Table 1 Association results of top 30 SNPs from a genomewide association study of 708 DSM-IV cannabis dependence cases and 2346 controls from SAGE. (All allele frequencies and odds-ratios reflect analysis of increasing risk associated with the reference allele). (more ...)
Manhattan plot showing genomewide association results for autosomal SNPs and SNPs on the X chromosome for DSM-IV cannabis dependence in SAGE.
While our primary analyses accounted for population stratification, we also show, in , findings within each ethnic group. A number of the SNPs showed ethnic variations in allele frequency. In a majority of instances, odds-ratios were comparable across the European- and African-American samples. However, 5 SNPs were found to have exceedingly low MAFs in the European-American sample suggesting that their overall significance in the full sample may be attributable to their effects in the smaller African-American sample.

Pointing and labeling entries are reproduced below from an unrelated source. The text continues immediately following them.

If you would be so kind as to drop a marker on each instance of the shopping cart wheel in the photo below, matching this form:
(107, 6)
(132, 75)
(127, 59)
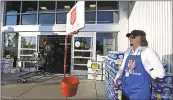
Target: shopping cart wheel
(18, 79)
(24, 80)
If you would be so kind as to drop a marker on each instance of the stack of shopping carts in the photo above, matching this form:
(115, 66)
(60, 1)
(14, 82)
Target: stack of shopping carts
(112, 65)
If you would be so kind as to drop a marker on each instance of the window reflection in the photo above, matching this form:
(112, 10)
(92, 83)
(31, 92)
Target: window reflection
(65, 5)
(11, 39)
(85, 43)
(29, 19)
(27, 52)
(107, 5)
(12, 20)
(46, 18)
(29, 6)
(61, 18)
(90, 17)
(102, 48)
(46, 6)
(90, 5)
(107, 17)
(28, 42)
(13, 7)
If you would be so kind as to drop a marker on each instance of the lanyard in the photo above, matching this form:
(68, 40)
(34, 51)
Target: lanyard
(133, 59)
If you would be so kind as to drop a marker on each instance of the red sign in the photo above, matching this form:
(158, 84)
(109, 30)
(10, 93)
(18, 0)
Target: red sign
(73, 17)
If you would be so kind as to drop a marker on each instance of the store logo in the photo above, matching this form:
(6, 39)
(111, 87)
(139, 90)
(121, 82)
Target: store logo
(73, 17)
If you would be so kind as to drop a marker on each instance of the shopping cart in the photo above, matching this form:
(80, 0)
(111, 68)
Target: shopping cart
(36, 62)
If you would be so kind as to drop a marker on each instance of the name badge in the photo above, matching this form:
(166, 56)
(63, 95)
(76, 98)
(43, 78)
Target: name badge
(127, 74)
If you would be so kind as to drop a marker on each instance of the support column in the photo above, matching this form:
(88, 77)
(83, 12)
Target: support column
(1, 25)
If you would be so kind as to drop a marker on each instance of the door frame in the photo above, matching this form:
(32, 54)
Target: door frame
(93, 40)
(25, 34)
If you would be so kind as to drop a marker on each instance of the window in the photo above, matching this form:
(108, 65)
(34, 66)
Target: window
(47, 12)
(47, 6)
(28, 42)
(107, 12)
(105, 42)
(12, 16)
(90, 17)
(12, 20)
(107, 5)
(13, 7)
(90, 12)
(90, 5)
(46, 18)
(107, 17)
(29, 6)
(29, 19)
(10, 39)
(64, 5)
(61, 18)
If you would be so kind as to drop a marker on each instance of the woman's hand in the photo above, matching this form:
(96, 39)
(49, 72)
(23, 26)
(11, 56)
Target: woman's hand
(116, 81)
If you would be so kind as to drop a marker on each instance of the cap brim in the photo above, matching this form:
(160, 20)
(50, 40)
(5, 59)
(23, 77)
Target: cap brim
(128, 34)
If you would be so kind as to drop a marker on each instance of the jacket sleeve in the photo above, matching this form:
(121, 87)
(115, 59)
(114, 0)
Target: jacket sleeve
(123, 63)
(153, 64)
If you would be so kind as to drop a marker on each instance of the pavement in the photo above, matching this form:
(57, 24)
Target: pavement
(46, 88)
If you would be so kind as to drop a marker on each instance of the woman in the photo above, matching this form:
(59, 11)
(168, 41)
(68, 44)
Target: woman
(140, 64)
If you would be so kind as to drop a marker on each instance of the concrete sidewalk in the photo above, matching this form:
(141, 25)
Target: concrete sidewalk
(50, 89)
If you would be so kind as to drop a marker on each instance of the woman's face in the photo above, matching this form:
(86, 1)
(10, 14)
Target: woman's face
(134, 39)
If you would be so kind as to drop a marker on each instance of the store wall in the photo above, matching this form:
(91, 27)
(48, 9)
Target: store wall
(1, 24)
(156, 19)
(122, 40)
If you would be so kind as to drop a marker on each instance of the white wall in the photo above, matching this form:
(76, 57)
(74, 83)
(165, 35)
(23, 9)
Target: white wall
(156, 19)
(1, 23)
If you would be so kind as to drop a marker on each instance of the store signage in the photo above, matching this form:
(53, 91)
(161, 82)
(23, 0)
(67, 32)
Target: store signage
(94, 66)
(73, 17)
(76, 17)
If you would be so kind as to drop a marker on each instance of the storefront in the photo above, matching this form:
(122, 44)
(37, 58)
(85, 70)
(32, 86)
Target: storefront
(104, 20)
(27, 23)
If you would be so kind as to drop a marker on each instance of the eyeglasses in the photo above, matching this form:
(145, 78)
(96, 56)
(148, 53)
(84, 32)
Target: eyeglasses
(132, 37)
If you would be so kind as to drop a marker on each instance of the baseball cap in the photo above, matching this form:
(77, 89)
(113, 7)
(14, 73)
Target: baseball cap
(136, 33)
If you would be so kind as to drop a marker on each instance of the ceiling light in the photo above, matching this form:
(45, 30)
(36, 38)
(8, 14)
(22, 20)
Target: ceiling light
(43, 8)
(67, 6)
(92, 6)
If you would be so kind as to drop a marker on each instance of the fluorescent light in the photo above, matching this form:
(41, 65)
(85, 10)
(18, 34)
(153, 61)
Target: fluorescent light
(92, 5)
(67, 6)
(43, 8)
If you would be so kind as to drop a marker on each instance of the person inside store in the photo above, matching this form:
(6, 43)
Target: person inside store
(47, 55)
(140, 65)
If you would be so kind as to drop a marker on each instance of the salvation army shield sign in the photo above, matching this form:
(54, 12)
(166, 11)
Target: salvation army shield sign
(73, 16)
(76, 17)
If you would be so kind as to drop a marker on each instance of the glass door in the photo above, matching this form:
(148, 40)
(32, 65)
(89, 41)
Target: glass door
(27, 45)
(83, 49)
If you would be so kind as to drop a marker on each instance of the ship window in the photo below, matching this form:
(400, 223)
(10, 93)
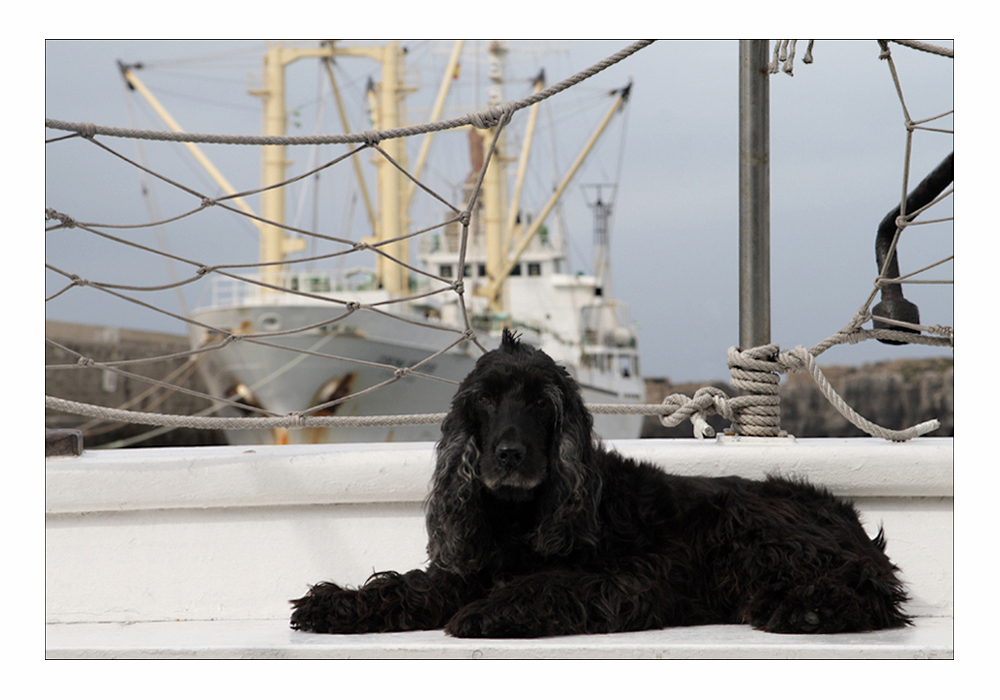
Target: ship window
(269, 322)
(319, 284)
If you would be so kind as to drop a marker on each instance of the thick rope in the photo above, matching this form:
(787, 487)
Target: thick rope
(482, 119)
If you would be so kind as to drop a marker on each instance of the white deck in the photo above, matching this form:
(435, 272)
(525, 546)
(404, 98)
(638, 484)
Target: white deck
(930, 638)
(194, 552)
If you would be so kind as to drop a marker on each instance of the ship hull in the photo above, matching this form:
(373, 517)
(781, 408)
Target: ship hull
(281, 378)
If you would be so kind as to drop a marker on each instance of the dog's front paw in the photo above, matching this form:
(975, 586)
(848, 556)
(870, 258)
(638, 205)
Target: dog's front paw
(323, 609)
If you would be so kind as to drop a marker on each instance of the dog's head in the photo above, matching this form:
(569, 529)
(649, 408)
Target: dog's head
(517, 432)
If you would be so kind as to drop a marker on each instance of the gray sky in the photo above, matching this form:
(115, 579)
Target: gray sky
(837, 154)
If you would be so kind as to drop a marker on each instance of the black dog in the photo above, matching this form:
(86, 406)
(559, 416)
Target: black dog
(535, 530)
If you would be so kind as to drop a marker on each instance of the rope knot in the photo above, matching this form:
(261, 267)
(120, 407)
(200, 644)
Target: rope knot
(755, 371)
(64, 219)
(490, 117)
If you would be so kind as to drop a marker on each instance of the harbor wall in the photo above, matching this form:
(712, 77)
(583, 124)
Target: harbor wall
(102, 387)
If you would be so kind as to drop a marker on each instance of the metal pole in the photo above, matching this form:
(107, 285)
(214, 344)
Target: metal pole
(755, 196)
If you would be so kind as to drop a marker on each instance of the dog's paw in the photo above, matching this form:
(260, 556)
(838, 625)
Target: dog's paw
(808, 609)
(321, 609)
(483, 619)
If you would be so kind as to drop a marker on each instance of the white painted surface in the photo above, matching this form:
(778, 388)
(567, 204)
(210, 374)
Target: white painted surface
(230, 534)
(930, 638)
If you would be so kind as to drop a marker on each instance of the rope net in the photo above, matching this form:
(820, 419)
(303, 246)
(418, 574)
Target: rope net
(754, 371)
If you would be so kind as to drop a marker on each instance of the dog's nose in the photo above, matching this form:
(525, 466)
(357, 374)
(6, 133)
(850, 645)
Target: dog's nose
(510, 454)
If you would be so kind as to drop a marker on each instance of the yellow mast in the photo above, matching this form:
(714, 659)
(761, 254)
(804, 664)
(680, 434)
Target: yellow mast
(392, 220)
(494, 182)
(133, 82)
(510, 235)
(495, 288)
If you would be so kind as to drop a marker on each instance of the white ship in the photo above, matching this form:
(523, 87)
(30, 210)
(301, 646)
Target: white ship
(515, 275)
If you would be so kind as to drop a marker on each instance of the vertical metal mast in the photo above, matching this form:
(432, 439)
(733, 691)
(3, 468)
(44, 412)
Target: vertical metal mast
(755, 196)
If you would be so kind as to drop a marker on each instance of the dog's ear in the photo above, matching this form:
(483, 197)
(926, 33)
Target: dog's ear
(571, 516)
(454, 514)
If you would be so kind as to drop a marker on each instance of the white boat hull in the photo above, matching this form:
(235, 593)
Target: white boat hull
(284, 380)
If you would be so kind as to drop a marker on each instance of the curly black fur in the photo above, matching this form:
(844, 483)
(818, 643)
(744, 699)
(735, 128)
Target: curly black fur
(537, 530)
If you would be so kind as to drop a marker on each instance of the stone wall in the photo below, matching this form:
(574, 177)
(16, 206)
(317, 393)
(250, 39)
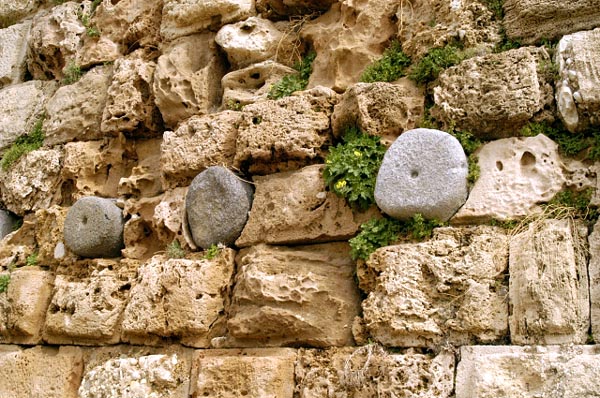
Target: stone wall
(138, 98)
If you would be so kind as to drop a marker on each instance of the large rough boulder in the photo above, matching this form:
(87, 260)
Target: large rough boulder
(414, 170)
(449, 289)
(493, 96)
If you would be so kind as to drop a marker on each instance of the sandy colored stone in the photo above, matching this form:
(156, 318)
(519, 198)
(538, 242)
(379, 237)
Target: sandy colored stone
(258, 373)
(198, 143)
(49, 372)
(286, 134)
(302, 295)
(296, 207)
(548, 289)
(187, 79)
(509, 371)
(23, 305)
(371, 371)
(516, 175)
(449, 289)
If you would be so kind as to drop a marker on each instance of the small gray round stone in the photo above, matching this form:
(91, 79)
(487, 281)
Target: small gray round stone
(94, 228)
(424, 171)
(217, 206)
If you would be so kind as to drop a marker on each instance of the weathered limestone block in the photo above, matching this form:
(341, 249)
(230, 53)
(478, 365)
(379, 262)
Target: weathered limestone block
(187, 79)
(533, 20)
(74, 113)
(493, 96)
(48, 372)
(286, 134)
(516, 175)
(23, 306)
(370, 371)
(578, 90)
(383, 109)
(183, 17)
(509, 371)
(302, 295)
(136, 372)
(32, 182)
(549, 284)
(449, 289)
(258, 373)
(198, 143)
(21, 107)
(296, 207)
(182, 298)
(13, 50)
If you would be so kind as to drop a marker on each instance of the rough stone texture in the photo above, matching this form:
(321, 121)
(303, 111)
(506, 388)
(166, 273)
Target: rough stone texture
(74, 113)
(23, 306)
(187, 80)
(182, 298)
(414, 168)
(183, 17)
(370, 371)
(449, 289)
(533, 20)
(382, 109)
(296, 207)
(94, 228)
(578, 90)
(516, 175)
(303, 295)
(493, 96)
(31, 182)
(47, 372)
(549, 284)
(217, 206)
(198, 143)
(13, 49)
(556, 371)
(258, 373)
(286, 134)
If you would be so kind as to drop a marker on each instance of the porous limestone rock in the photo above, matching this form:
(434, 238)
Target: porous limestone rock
(182, 298)
(509, 371)
(371, 371)
(13, 49)
(198, 143)
(516, 175)
(449, 289)
(296, 207)
(49, 372)
(548, 289)
(302, 295)
(183, 17)
(32, 182)
(258, 373)
(533, 20)
(74, 113)
(23, 305)
(578, 90)
(187, 79)
(383, 109)
(493, 96)
(286, 134)
(424, 171)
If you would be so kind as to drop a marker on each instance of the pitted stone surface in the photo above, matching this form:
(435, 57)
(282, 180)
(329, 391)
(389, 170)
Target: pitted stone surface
(94, 228)
(217, 206)
(424, 171)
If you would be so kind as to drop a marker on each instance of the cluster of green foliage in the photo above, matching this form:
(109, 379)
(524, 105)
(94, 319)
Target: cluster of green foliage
(24, 144)
(379, 232)
(296, 82)
(390, 67)
(351, 167)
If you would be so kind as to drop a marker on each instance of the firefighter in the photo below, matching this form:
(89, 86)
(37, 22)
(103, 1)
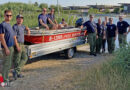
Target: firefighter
(92, 34)
(7, 41)
(20, 56)
(111, 35)
(122, 31)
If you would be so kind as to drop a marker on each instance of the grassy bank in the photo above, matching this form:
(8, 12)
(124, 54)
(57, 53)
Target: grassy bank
(30, 13)
(112, 75)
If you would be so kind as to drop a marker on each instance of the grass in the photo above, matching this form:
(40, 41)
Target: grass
(112, 75)
(30, 13)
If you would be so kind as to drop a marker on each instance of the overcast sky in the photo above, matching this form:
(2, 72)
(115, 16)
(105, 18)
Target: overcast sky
(71, 2)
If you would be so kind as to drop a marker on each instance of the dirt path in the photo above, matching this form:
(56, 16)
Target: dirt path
(52, 72)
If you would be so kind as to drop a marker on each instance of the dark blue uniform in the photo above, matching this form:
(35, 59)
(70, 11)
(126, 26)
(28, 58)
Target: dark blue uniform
(111, 34)
(100, 38)
(43, 18)
(6, 29)
(122, 28)
(20, 58)
(91, 30)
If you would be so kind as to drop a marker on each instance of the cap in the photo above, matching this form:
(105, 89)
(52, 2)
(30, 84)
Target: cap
(19, 16)
(63, 19)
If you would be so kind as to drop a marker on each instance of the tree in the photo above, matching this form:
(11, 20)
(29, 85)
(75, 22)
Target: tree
(56, 7)
(107, 11)
(117, 10)
(43, 5)
(93, 11)
(36, 4)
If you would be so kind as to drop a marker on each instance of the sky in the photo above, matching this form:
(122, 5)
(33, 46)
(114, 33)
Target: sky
(71, 2)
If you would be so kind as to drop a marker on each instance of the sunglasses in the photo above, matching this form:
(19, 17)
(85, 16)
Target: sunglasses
(9, 15)
(44, 10)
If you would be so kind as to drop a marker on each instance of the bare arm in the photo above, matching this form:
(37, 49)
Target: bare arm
(16, 44)
(128, 30)
(43, 24)
(28, 30)
(7, 52)
(116, 32)
(55, 22)
(50, 21)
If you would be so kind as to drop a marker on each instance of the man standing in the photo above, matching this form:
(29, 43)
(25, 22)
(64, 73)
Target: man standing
(53, 25)
(100, 36)
(20, 56)
(7, 41)
(92, 32)
(43, 18)
(111, 35)
(122, 31)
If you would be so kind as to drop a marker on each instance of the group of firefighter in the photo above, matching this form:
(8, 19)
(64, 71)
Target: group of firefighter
(12, 38)
(102, 31)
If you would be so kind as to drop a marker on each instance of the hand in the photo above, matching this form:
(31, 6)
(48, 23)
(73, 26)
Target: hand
(47, 27)
(18, 49)
(26, 28)
(28, 32)
(81, 26)
(96, 36)
(114, 38)
(7, 52)
(125, 33)
(104, 37)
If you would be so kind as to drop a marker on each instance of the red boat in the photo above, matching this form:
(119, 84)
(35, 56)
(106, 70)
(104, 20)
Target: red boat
(44, 36)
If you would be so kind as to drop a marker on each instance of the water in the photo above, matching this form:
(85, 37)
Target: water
(115, 20)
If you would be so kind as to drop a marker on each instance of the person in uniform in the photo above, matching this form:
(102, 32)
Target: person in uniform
(7, 40)
(20, 55)
(111, 35)
(104, 37)
(122, 30)
(63, 24)
(51, 16)
(92, 34)
(100, 36)
(43, 19)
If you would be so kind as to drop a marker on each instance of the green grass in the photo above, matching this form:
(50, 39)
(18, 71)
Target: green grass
(112, 75)
(30, 13)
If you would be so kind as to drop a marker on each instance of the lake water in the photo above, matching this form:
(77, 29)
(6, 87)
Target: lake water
(115, 20)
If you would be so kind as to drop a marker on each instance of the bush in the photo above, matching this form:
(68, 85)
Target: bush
(112, 75)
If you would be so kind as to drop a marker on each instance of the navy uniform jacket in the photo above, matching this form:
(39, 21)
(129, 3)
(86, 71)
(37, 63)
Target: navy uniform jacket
(111, 30)
(91, 26)
(122, 27)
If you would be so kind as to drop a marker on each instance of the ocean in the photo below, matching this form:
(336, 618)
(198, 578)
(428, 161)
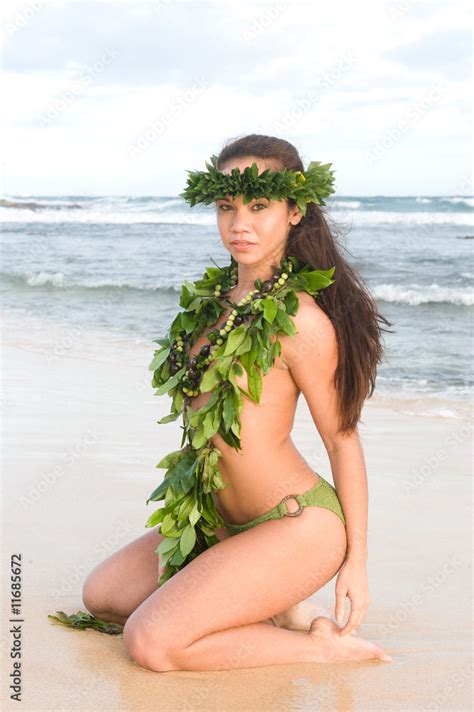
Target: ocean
(114, 266)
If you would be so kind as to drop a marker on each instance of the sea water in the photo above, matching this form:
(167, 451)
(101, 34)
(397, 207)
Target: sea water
(114, 265)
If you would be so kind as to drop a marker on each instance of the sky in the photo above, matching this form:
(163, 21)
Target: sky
(122, 98)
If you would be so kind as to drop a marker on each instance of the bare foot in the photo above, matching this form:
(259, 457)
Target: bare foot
(334, 648)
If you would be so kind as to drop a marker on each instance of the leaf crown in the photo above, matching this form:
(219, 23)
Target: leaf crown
(310, 186)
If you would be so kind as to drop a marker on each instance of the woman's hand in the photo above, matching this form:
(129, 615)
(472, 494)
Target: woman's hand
(352, 582)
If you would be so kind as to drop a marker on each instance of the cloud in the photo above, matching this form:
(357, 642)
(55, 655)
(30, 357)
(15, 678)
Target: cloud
(123, 97)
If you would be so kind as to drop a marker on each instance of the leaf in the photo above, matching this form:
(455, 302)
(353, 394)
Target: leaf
(170, 383)
(210, 379)
(286, 323)
(195, 515)
(255, 383)
(188, 539)
(199, 438)
(172, 458)
(269, 309)
(235, 339)
(159, 358)
(229, 409)
(166, 545)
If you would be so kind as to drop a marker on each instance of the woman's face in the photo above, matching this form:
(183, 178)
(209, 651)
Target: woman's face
(263, 223)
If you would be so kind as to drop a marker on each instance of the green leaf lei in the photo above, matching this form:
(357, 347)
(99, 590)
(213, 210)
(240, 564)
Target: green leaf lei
(188, 519)
(312, 185)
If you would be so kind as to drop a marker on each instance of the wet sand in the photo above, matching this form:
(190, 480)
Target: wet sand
(80, 446)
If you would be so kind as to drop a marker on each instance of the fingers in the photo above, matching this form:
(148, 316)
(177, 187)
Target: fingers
(355, 619)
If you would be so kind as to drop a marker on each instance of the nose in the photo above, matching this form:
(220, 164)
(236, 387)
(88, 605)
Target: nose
(241, 221)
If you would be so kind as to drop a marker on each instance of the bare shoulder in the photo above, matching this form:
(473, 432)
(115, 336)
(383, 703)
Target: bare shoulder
(315, 337)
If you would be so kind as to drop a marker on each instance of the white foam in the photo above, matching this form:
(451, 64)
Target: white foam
(416, 294)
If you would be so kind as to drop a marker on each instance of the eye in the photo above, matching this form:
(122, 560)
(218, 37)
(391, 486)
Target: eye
(224, 207)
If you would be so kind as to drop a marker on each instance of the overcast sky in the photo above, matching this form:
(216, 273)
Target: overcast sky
(121, 98)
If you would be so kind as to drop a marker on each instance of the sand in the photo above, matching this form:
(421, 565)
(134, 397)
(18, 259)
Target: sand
(79, 451)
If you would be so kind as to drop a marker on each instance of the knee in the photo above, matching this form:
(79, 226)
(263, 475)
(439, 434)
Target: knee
(93, 595)
(145, 647)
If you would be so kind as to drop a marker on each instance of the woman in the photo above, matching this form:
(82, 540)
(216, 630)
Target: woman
(216, 613)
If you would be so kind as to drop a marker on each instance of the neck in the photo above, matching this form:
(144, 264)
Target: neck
(247, 274)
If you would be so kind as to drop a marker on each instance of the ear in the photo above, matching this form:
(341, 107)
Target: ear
(295, 217)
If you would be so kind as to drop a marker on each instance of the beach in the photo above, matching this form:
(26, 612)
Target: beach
(81, 442)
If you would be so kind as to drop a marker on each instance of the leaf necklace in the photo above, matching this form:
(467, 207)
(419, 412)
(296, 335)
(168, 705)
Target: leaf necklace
(189, 518)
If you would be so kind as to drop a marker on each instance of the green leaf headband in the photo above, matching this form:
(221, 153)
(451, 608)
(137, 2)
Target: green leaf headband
(310, 186)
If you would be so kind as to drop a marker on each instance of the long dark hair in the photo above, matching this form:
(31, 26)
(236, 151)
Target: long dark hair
(348, 302)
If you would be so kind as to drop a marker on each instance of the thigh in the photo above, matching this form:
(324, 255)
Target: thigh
(244, 579)
(120, 583)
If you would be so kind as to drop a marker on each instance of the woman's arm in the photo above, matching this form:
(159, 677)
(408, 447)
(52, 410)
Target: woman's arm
(312, 357)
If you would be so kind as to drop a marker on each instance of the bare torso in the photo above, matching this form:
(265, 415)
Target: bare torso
(268, 466)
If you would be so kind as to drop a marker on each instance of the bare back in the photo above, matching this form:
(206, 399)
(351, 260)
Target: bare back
(268, 466)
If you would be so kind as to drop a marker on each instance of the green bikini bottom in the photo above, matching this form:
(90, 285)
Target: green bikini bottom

A limitation of this study is that SAGE was ascertained for alcohol dependence. This led to a high level of comorbidity in the cannabis dependent cases and exposed controls. However, the use of controls with other forms of substance dependence, but not cannabis dependence, protected against signals that may have been less specific. In addition, a series of analyses was conducted that supported the specificity of these findings. First, SNPs in ANKFN1
were not significant when case status was alcohol (also nicotine and cocaine) dependence without comorbid cannabis dependence. Second, we created a polydrug dependence diagnosis, and results were not significant when cannabis dependent individuals were excluded from those with other polydrug dependence. While a sample ascertained for cannabis dependence would be ideal, there are challenges associated with the recruitment of such a sample (Agrawal and Lynskey, 2009
), and to our knowledge, no such samples currently exist. Further, while cannabis dependence is highly heritable, none of our association signals reach genomewide significance, nor do the composite of the top 30 signals explain a considerable proportion of this heritable variance in cannabis dependence. The Benjamini-Hochberg False Discovery Rate (Benjamini and Hochberg, 1995
) for the top signal was .325. Power computations reveal that at MAFs ranging from 15–40%, association signals with odds-ratios exceeding 1.45, such as our top SNP, would be detected. Thus, both replication and meta-analysis are required to confirm or refute these findings.
Characterizing the genetic underpinnings of cannabis dependence remains elusive – to this end, results from GWAS might provide clues into alternative biological pathways that shape the etiology of cannabis dependence.